Adaptation to High Altitude Hypoxia Protects the Rat Heart Against Ischemia-induced Arrhythmias. Involvement of Mitochondrial KATPChannel

The aim was to determine whether adaptation to chronic hypoxia protects the heart against ischemic arrhythmias and whether ATP-dependent potassium channels (KATP) play a role in the antiarrhythmic mechanism. Adult male rats were adapted to intermittent high altitude hypoxia (5000 m, 4 h/day) and susceptibility to ischemia-induced ventricular arrhythmias was evaluated in the Langendorff-perfused hearts subjected to either an occlusion of the coronary artery for 30 min or pre-conditioning by brief occlusion of the same artery prior to 30-min reocclusion. In separate groups, either a KATPblocker, glibenclamide (10 μ mol/l), or a mitochondrial KATPopener, diazoxide (50μ mol/l), were added to a perfusion medium 20 min before the occlusion. Adaptation to hypoxia reduced the total number of ventricular arrhythmias by 64% as compared with normoxic controls.
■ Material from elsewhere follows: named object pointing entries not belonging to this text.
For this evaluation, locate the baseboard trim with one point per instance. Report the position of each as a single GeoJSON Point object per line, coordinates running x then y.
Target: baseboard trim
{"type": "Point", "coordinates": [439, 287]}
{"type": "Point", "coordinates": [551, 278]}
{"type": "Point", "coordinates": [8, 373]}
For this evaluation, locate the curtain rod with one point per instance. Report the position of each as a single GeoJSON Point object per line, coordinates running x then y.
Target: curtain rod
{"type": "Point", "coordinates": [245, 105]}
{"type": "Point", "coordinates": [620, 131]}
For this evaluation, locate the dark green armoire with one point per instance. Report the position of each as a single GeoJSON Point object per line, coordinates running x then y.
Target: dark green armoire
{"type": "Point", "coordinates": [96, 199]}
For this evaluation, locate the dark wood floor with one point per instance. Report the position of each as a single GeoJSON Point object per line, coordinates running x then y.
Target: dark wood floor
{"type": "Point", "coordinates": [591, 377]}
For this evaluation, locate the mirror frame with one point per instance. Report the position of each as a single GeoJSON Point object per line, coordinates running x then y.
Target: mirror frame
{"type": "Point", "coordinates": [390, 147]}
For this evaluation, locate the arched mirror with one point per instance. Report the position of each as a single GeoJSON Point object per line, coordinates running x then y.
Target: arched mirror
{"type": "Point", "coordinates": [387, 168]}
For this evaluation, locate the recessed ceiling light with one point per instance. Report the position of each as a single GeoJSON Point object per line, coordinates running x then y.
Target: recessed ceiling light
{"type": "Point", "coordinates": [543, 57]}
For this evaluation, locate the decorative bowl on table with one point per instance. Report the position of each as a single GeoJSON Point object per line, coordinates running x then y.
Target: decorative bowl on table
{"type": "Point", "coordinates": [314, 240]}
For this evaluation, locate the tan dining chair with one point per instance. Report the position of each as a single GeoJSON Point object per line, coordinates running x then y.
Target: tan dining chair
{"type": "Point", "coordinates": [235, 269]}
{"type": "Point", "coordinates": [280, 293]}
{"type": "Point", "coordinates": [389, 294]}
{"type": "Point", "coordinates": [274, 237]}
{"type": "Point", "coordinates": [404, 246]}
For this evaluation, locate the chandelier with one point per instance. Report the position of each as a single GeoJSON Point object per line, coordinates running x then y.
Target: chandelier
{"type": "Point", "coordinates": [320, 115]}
Preconditioning by a single 3-min coronary artery occlusion was antiarrhythmic only in the normoxic group, while two occlusion periods of 5 min each were needed to pre-condition the hypoxic hearts. Glibenclamide increased the number of arrhythmias in the normoxic hearts from 1316±215 to 2091±187 (by 59%) and in the hypoxic group from 636±103 to 1777±186 (by 179%). In contrast, diazoxide decreased the number of arrhythmias only in the normoxic group from 1374±96 to 582±149 (by 58%), while its effect in the hypoxic group was not significant. It is concluded that long-term adaptation of rats to high altitude hypoxia decreases the susceptibility of their hearts to ischemic arrhythmias and increases an antiarrhythmic threshold of pre-conditioning. The mitochondrial KATPchannel, rather than the sarcolemmal KATPchannel, apears to be involved in the protective mechanism afforded by adaptation.